Top 20 Tips from 20 Years
(The Series Continues . . .)


by David D. Holland


Today, there’s only room for three strategies to help build your finances:


#11 – Reduce marital stress and strain with a plan (and a budget). Part I – Budgeting: Do you and your spouse argue over money? Do you have a written monthly budget that you’ve agreed on? Money is cited as one of the top reasons for divorce. Getting on the same page about how you spend your family’s income can be a marriage saver! Part II – Retirement: Will you retire at the same time? A lot of questions surround the decision about when to retire (especially if there’s a big age difference between spouses). You can reduce potential conflict by building a plan that looks at various scenarios from a financial perspective.



Financial Plan

#12 – On a related note, it is essential to explore and select the best Social Security election date for your particular situation. There are many different options (especially for couples) on when to start drawing your SS benefits (e.g., file and suspend, filing a restricted application, and filing for spousal benefits). There are also many personal and financial factors that need to be considered. Tackle this decision “head-on” by getting a copy of your SS statement (if you haven’t been mailed a statement lately, go to to print a copy). Using online software, or with the help of a properly trained financial planner, you can make the most of your Social Security benefits.
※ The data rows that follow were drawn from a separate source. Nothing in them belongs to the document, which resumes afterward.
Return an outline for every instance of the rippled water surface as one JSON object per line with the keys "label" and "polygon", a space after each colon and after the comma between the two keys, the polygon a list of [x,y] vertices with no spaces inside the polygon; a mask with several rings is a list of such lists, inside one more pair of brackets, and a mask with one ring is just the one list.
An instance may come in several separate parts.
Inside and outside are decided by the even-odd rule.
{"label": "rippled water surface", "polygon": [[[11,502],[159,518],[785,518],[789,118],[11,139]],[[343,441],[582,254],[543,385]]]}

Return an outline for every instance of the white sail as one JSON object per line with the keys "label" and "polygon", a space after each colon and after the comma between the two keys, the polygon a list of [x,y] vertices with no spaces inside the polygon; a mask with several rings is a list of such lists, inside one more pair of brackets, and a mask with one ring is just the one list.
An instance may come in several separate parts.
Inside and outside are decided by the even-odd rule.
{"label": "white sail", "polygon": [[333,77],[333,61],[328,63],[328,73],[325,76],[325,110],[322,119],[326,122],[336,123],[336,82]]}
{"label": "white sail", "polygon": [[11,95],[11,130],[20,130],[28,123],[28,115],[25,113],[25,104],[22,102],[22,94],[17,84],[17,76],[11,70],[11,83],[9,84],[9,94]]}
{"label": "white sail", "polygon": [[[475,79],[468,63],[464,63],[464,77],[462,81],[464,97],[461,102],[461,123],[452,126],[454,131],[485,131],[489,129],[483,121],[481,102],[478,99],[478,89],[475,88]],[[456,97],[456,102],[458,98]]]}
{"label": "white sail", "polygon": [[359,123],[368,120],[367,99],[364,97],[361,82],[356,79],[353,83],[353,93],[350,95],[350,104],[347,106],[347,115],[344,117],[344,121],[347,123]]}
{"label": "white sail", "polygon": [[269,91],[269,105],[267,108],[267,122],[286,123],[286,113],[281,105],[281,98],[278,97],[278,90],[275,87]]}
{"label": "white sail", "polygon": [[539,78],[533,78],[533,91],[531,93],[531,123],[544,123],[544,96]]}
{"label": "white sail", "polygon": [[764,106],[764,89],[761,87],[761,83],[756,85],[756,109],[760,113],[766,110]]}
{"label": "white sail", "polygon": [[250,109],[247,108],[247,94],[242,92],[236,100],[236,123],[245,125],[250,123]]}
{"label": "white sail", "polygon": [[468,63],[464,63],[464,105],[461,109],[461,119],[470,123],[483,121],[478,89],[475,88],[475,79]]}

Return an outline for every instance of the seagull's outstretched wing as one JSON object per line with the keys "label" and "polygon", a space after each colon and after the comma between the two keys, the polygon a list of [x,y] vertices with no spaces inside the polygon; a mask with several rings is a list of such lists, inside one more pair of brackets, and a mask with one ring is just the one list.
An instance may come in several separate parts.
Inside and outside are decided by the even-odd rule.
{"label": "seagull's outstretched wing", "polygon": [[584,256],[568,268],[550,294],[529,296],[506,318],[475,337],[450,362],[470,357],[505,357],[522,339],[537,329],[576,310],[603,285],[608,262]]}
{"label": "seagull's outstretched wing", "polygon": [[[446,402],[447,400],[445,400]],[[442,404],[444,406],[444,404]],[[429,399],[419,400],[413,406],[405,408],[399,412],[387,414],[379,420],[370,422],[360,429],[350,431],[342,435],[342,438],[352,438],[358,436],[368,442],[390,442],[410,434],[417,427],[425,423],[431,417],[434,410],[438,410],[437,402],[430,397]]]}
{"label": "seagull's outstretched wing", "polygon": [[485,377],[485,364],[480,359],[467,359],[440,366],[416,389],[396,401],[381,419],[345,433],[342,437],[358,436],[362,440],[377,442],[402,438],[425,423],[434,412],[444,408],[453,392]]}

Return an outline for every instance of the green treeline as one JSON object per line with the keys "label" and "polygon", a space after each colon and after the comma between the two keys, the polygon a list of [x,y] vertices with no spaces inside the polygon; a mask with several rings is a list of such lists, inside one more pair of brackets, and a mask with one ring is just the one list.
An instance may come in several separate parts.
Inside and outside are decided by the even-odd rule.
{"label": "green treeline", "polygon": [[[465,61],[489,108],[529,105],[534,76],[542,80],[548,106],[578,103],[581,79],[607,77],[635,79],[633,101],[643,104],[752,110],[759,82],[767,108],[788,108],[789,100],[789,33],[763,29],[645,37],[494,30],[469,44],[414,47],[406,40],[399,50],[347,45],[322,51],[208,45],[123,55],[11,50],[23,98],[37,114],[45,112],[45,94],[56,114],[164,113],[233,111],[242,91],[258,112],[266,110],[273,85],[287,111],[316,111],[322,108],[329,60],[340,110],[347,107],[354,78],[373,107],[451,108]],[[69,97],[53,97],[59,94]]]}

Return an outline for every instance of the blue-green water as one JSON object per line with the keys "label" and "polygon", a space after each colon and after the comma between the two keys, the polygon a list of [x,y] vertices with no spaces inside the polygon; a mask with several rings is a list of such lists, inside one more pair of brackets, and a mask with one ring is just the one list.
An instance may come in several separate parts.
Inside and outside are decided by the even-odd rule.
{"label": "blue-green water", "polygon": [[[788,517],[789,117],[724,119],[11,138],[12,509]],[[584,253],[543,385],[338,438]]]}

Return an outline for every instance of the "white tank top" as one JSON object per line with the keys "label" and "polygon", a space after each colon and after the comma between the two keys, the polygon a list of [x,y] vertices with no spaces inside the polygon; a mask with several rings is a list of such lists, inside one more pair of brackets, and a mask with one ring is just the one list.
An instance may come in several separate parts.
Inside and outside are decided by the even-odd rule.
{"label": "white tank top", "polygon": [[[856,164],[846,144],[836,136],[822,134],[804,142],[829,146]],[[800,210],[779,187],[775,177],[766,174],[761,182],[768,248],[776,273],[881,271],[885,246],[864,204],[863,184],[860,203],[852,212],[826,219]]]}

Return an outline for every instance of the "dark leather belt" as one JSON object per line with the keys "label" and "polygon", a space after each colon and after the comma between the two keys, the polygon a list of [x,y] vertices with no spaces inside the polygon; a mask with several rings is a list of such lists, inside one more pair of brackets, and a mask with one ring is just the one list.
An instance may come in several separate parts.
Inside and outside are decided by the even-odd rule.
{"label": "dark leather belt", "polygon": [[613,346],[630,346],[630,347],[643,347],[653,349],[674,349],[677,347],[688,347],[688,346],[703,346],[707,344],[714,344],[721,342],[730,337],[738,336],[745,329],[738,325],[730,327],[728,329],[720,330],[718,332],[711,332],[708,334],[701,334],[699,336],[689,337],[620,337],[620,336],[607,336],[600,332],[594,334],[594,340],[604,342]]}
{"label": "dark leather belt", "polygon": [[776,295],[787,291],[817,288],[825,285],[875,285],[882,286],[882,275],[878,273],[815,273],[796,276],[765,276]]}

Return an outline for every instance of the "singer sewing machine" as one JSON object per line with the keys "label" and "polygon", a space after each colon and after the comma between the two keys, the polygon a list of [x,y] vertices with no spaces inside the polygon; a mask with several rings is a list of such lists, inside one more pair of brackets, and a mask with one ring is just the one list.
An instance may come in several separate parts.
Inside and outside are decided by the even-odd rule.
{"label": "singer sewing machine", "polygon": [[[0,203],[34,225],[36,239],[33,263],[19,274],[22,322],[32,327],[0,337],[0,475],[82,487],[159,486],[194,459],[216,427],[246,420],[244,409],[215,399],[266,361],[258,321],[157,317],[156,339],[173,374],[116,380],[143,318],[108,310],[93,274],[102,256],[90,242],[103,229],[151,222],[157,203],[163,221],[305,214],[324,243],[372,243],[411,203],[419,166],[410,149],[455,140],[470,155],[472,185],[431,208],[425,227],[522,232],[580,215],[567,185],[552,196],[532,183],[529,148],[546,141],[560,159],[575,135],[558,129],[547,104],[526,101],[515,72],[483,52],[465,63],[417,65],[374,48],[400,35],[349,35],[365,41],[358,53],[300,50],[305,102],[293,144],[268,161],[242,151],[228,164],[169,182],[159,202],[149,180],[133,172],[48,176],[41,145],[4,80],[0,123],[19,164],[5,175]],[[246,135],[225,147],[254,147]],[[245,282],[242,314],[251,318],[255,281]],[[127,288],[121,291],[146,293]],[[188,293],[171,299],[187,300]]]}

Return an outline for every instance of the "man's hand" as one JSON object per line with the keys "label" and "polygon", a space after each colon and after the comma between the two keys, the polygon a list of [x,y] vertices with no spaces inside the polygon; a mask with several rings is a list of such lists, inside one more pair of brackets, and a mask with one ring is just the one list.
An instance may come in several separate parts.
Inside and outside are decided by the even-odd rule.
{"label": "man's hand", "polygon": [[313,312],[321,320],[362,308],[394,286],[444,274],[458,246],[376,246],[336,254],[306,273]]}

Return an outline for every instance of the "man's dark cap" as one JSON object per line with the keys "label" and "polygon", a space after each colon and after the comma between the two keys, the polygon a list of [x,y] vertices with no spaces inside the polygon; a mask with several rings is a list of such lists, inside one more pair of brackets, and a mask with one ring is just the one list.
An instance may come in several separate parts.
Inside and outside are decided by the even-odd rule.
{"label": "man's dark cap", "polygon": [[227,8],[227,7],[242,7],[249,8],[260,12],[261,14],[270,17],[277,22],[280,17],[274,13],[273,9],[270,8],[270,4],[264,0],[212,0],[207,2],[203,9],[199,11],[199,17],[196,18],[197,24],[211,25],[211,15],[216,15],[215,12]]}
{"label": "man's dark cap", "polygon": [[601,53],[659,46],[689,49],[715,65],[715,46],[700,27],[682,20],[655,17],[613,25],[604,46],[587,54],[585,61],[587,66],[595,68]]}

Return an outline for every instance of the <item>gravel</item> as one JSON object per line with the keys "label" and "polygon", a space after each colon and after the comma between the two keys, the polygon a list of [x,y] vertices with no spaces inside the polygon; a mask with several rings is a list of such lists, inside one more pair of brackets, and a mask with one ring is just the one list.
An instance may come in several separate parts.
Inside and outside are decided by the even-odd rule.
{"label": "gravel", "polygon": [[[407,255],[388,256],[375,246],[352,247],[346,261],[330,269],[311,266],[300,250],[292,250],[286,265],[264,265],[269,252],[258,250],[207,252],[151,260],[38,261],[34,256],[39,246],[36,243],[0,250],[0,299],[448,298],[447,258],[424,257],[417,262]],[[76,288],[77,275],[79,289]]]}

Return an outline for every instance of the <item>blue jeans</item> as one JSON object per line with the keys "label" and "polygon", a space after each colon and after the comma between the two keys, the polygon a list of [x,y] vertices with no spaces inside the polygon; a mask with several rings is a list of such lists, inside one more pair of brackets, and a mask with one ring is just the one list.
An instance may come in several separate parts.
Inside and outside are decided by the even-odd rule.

#13 – Many retirees arrive at retirement with Social Security, possibly a pension, the equity in their home, various company retirement plans, IRAs, after-tax investment accounts, and cash. To keep income taxes to a minimum, it’s important to plan how to draw from these various accounts when paychecks stop. Of course, the investments within these accounts should match your tax strategy. For example, you wouldn’t want to draw on your IRA and have it be invested 100% in the stock market. You’d likely be better served by doing your stock investing in another account and choose something more stable (less risky) for the IRA you are drawing against. The long-term benefit of staying in the lower income tax brackets can be significant and well-worth the time and effort. Twenty years and counting, and not one person yet has told me they want to pay more income taxes!